Il quadro normativo, non c’è sola la direttiva europea Nis2, fra il 2026 e il 2027 le imprese dovranno adeguarsi al nuovo regolamento macchine
Proprio sui macchinari industriali si sta complicando anche il quadro legislativo. «Le normative statunitensi sono più semplici, o per meglio dire meglio numerose, quindi è più agevole la compliance – sottolinea Marconi -. La Nfpa79, lo standard per l’industrial machinery, è già in vigore in 17 stati Usa, ed entro la fine del 2025 diventerà un obbligo in tutti gli Stati Uniti. Prevede una prima fase di assessment, quindi una certificazione, e la documentazione dell’assessment deve accompagnare la macchina presso l’installazione finale. Anche i componenti devono essere certificati per il mercato Usa. Ci sono poi altre normative specifiche per i settori, ad esempio per le macchine per il packaging, o le nuove norme sulle isole robotizzate».
In Europa, come detto, il contesto è maggiormente frammentato. Per le imprese italiane, Marconi cita tre appuntamenti fondamentali.
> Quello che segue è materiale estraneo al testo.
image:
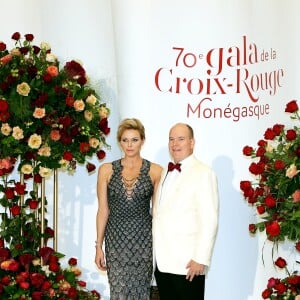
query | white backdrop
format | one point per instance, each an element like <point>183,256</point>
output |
<point>135,51</point>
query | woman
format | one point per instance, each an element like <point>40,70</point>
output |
<point>125,189</point>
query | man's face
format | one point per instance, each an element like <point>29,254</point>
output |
<point>181,144</point>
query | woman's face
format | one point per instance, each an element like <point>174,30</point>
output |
<point>131,142</point>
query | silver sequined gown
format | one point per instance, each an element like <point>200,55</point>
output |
<point>128,236</point>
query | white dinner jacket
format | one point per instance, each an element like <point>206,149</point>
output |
<point>185,222</point>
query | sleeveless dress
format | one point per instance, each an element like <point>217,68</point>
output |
<point>128,236</point>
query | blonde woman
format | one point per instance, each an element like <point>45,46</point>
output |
<point>125,189</point>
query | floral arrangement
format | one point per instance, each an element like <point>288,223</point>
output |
<point>28,269</point>
<point>275,195</point>
<point>50,117</point>
<point>26,277</point>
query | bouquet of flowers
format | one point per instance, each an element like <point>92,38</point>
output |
<point>275,195</point>
<point>50,117</point>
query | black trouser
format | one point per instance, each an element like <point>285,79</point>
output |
<point>177,287</point>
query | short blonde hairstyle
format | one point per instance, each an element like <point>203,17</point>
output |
<point>131,123</point>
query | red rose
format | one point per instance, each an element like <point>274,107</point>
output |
<point>15,210</point>
<point>247,150</point>
<point>245,185</point>
<point>47,78</point>
<point>291,106</point>
<point>273,229</point>
<point>3,105</point>
<point>82,283</point>
<point>20,188</point>
<point>269,134</point>
<point>280,262</point>
<point>252,200</point>
<point>16,36</point>
<point>6,280</point>
<point>266,293</point>
<point>33,204</point>
<point>280,288</point>
<point>257,168</point>
<point>24,285</point>
<point>279,164</point>
<point>54,267</point>
<point>260,151</point>
<point>262,143</point>
<point>37,178</point>
<point>68,155</point>
<point>278,128</point>
<point>252,228</point>
<point>103,126</point>
<point>101,154</point>
<point>96,294</point>
<point>37,295</point>
<point>66,121</point>
<point>291,134</point>
<point>46,286</point>
<point>70,101</point>
<point>72,261</point>
<point>4,116</point>
<point>90,167</point>
<point>260,209</point>
<point>272,282</point>
<point>72,293</point>
<point>9,193</point>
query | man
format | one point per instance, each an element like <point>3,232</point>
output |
<point>185,220</point>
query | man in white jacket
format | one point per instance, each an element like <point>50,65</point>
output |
<point>185,220</point>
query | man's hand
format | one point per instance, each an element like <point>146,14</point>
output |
<point>194,269</point>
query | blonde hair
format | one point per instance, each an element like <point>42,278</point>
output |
<point>131,123</point>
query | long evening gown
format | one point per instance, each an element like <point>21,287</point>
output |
<point>128,235</point>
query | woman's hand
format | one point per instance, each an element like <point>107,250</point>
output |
<point>100,259</point>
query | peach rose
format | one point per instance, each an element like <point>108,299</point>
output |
<point>39,113</point>
<point>35,141</point>
<point>103,112</point>
<point>44,151</point>
<point>17,133</point>
<point>6,129</point>
<point>55,135</point>
<point>88,115</point>
<point>26,169</point>
<point>291,171</point>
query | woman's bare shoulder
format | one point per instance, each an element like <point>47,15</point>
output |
<point>105,169</point>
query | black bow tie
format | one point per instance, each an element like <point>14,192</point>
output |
<point>172,166</point>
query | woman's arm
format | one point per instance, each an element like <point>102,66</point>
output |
<point>102,214</point>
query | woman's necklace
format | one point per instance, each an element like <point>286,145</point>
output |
<point>129,185</point>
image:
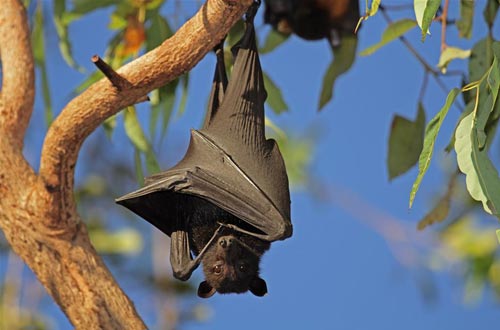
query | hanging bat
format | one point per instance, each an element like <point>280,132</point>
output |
<point>313,19</point>
<point>228,198</point>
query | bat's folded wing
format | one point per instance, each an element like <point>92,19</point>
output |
<point>208,172</point>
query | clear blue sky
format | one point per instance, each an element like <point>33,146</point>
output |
<point>336,272</point>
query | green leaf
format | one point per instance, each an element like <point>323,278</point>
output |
<point>85,6</point>
<point>480,59</point>
<point>468,109</point>
<point>38,42</point>
<point>464,24</point>
<point>431,132</point>
<point>273,40</point>
<point>372,10</point>
<point>162,103</point>
<point>109,126</point>
<point>61,25</point>
<point>482,179</point>
<point>425,10</point>
<point>123,241</point>
<point>151,162</point>
<point>274,96</point>
<point>490,12</point>
<point>182,104</point>
<point>158,31</point>
<point>451,53</point>
<point>344,57</point>
<point>405,143</point>
<point>392,32</point>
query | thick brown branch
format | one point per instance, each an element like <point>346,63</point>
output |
<point>86,112</point>
<point>16,99</point>
<point>37,213</point>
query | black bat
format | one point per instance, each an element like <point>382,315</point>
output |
<point>228,198</point>
<point>313,19</point>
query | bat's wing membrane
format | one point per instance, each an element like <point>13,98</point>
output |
<point>229,162</point>
<point>217,179</point>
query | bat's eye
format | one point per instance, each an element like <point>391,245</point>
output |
<point>217,269</point>
<point>242,268</point>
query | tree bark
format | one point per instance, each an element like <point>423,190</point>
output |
<point>37,211</point>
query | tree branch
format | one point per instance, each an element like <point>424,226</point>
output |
<point>37,213</point>
<point>86,112</point>
<point>18,92</point>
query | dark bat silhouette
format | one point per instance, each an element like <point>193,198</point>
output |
<point>313,19</point>
<point>228,198</point>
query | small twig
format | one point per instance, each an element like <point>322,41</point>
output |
<point>118,81</point>
<point>444,16</point>
<point>427,67</point>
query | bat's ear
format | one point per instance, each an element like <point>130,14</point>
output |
<point>258,287</point>
<point>205,290</point>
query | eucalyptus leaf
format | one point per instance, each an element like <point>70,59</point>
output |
<point>405,143</point>
<point>61,25</point>
<point>480,59</point>
<point>482,179</point>
<point>490,12</point>
<point>85,6</point>
<point>425,10</point>
<point>431,133</point>
<point>124,241</point>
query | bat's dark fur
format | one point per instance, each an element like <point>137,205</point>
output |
<point>231,264</point>
<point>313,19</point>
<point>228,198</point>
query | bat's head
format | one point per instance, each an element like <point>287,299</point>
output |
<point>230,265</point>
<point>277,13</point>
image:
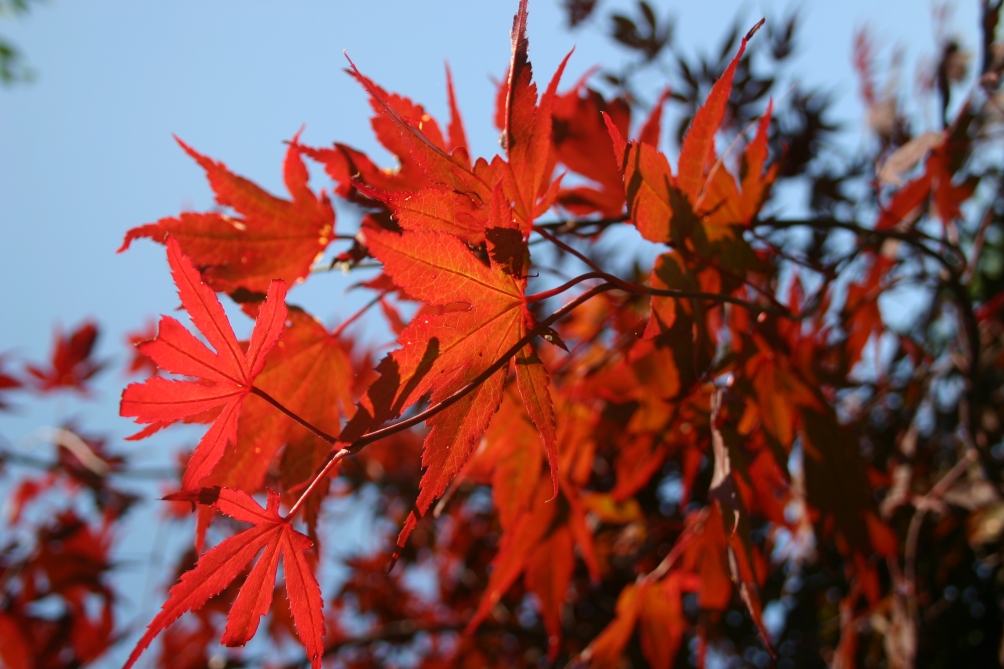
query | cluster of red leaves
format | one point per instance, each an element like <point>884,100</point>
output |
<point>701,363</point>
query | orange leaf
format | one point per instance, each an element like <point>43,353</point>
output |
<point>227,373</point>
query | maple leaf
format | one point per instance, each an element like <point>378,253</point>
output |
<point>71,365</point>
<point>7,383</point>
<point>310,370</point>
<point>442,353</point>
<point>226,374</point>
<point>271,238</point>
<point>582,144</point>
<point>656,610</point>
<point>526,130</point>
<point>274,537</point>
<point>664,206</point>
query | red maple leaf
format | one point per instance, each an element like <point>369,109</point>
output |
<point>226,375</point>
<point>274,537</point>
<point>272,238</point>
<point>7,383</point>
<point>71,364</point>
<point>442,353</point>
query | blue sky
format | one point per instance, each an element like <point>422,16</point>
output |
<point>86,151</point>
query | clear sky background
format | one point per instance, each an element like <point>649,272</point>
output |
<point>86,151</point>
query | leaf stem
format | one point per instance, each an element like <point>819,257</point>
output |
<point>275,403</point>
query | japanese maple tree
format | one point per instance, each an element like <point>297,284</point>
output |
<point>583,457</point>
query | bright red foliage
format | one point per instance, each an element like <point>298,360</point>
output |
<point>715,430</point>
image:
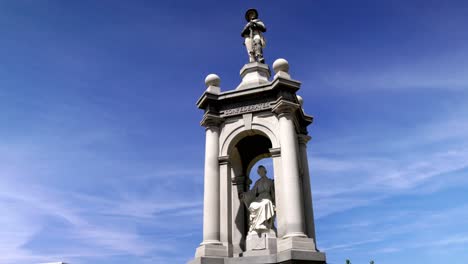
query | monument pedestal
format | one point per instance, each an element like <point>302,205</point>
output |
<point>260,244</point>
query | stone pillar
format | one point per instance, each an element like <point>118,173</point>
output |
<point>211,245</point>
<point>225,203</point>
<point>308,209</point>
<point>281,207</point>
<point>290,179</point>
<point>211,195</point>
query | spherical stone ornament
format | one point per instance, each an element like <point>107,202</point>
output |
<point>301,101</point>
<point>212,80</point>
<point>281,65</point>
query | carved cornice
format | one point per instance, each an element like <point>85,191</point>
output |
<point>223,160</point>
<point>303,139</point>
<point>211,120</point>
<point>282,107</point>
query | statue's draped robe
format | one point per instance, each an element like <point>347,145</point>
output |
<point>260,201</point>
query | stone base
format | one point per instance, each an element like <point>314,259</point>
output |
<point>262,244</point>
<point>296,243</point>
<point>207,260</point>
<point>254,74</point>
<point>285,257</point>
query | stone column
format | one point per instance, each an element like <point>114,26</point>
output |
<point>290,183</point>
<point>211,196</point>
<point>211,245</point>
<point>225,203</point>
<point>308,209</point>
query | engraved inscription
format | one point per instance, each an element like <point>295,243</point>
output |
<point>245,109</point>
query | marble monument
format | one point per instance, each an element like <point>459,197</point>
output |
<point>262,117</point>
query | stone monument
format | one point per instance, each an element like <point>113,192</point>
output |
<point>262,117</point>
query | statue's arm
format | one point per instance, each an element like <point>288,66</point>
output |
<point>246,30</point>
<point>272,191</point>
<point>260,26</point>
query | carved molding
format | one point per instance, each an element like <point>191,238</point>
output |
<point>211,120</point>
<point>283,107</point>
<point>303,139</point>
<point>275,152</point>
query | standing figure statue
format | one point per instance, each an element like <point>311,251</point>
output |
<point>254,40</point>
<point>260,201</point>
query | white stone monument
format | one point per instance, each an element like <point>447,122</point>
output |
<point>261,118</point>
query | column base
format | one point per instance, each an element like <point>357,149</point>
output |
<point>207,260</point>
<point>211,250</point>
<point>285,257</point>
<point>296,243</point>
<point>263,244</point>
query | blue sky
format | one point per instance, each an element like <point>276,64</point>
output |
<point>101,152</point>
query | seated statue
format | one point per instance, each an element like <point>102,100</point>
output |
<point>260,202</point>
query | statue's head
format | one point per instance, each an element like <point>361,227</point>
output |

Gli obblighi della direttiva europea Nis2 sono appena agli inizi, dopo la fase di registrazione da parte delle imprese e dei soggetti obbligati che si è conclusa a fine febbraio ora segue quella di aggiornamento dei dati, che era prevista entro il 31 maggio ed è invece slittata al 31 luglio 2025. «Siamo stati fra i primi in Europa a recepirla» segnala il ceo di Ac&e, e questo consente alle imprese di portarsi avanti perché «le cose che facciamo adesso sono adempimenti previsti anche dal nuovo Regolamento Macchine». Il riferimento è a un’altra normativa europea, 2023/1230, destinata a sostituire la Direttiva Macchine 2006/42/C con l’entrata in vigore nel gennaio 2027, ma con alcune norme già applicabili nel corso del 2026.
Dunque, contesto normativo complicato, necessità di diffondere la cultura della sicurezza informativa, ma non solo. «Il processo della cybersecurity parte dalle persone, passa attraverso le policy, ma alla fine ci serve la tecnologia».
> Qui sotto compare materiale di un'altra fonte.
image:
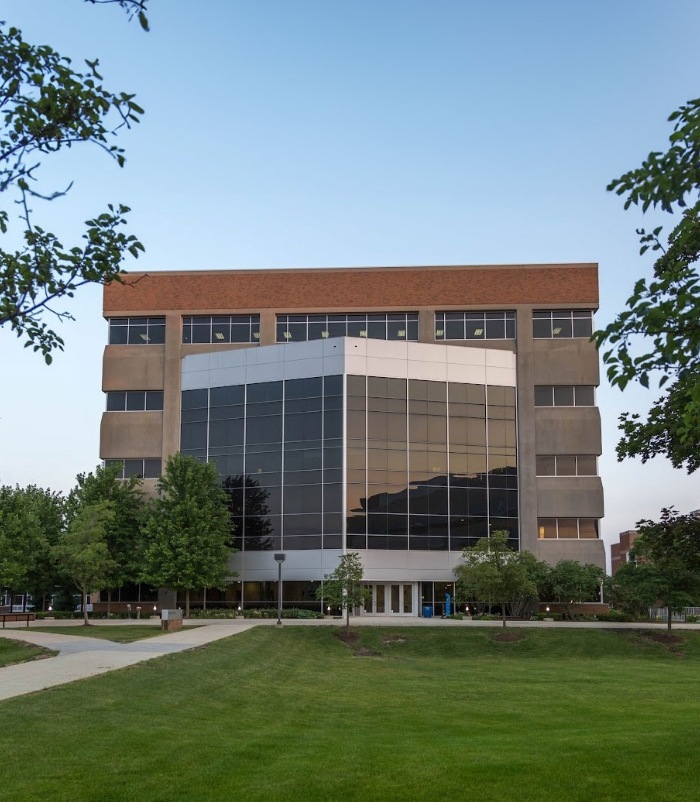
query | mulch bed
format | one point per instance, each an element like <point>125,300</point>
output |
<point>507,637</point>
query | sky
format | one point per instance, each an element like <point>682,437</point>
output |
<point>309,133</point>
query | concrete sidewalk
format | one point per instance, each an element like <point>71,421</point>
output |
<point>81,657</point>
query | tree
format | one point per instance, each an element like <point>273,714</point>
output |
<point>660,433</point>
<point>657,334</point>
<point>46,106</point>
<point>82,552</point>
<point>343,588</point>
<point>666,563</point>
<point>493,572</point>
<point>49,508</point>
<point>21,538</point>
<point>187,529</point>
<point>123,532</point>
<point>574,582</point>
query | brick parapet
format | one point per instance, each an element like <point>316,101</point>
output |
<point>400,288</point>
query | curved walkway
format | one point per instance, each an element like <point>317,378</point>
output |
<point>82,657</point>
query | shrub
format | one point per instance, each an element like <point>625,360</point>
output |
<point>215,613</point>
<point>615,616</point>
<point>290,612</point>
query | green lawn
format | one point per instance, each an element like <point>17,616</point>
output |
<point>12,651</point>
<point>118,634</point>
<point>423,714</point>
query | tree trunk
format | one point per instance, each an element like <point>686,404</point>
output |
<point>83,592</point>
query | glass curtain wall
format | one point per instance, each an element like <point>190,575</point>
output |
<point>430,465</point>
<point>278,448</point>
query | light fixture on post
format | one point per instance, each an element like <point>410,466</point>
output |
<point>280,557</point>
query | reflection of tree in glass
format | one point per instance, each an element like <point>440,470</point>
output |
<point>252,520</point>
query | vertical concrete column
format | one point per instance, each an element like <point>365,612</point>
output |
<point>426,325</point>
<point>527,445</point>
<point>268,327</point>
<point>172,384</point>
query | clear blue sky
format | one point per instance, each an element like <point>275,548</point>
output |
<point>285,133</point>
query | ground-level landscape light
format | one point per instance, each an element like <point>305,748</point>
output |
<point>279,559</point>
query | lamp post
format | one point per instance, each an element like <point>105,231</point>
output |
<point>280,557</point>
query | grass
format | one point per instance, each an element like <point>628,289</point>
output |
<point>428,714</point>
<point>118,634</point>
<point>12,651</point>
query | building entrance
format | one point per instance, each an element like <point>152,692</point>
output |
<point>391,599</point>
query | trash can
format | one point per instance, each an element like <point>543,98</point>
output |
<point>171,620</point>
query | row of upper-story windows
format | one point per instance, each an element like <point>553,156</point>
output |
<point>566,465</point>
<point>475,325</point>
<point>374,325</point>
<point>143,468</point>
<point>221,329</point>
<point>567,528</point>
<point>134,400</point>
<point>578,395</point>
<point>453,325</point>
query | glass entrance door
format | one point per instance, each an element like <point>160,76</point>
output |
<point>390,598</point>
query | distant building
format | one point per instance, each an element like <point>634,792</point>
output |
<point>402,413</point>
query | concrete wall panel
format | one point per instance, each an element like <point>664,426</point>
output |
<point>583,551</point>
<point>131,435</point>
<point>133,367</point>
<point>568,430</point>
<point>570,497</point>
<point>573,361</point>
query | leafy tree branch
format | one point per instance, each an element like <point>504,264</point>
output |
<point>47,106</point>
<point>657,336</point>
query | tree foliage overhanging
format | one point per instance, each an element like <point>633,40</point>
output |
<point>47,106</point>
<point>658,334</point>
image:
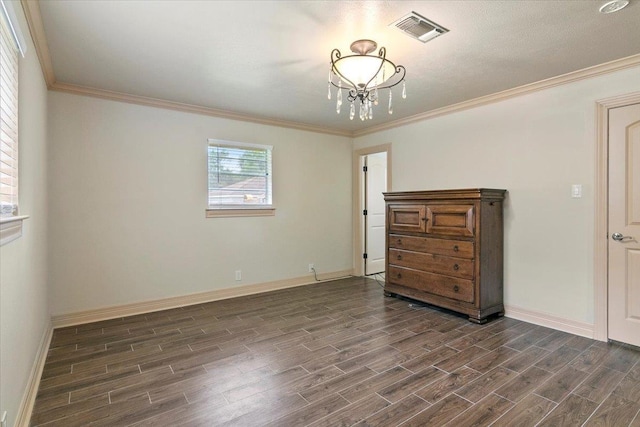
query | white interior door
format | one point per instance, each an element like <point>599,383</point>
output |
<point>375,184</point>
<point>624,224</point>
Dal punto di vista tecnologico, i software di protezione informatica devono fare i conti con la legacy dei macchinari e con sistemi che non possono mai fermarsi
TxOne Networks, marchio internazionale del settore, specializzato nella protezione dei sistemi OT, è stata fondata nel 2019 da Trend Micro e Moxa, e oggi ha 5mila clienti nel mondo. «I nostri prodotti rispondono all’esigenza di proteggere adeguatamente asset e servizi critici del mondo della produzione in uno scenario di convergenza fra IT e OT», sottolinea Romeo. Le vulnerabilità del mondo OT sono spesso legate a macchinari legacy, e il motivo per cui le protezioni informatiche devono essere diverse è che i protocolli sono diversi. «Pensiamo a due colleghi che condividono un file. Non sarà mai rilevato come e un tentativo di attacco, perché è un’attività normale. Nel mondo OT, invece, due macchine che appartengono a due linee diverse e si scambiano un file rappresentano un chiaro segno di attacco. Il software IT, però, non lo rileva perché non lo ritiene anomalo».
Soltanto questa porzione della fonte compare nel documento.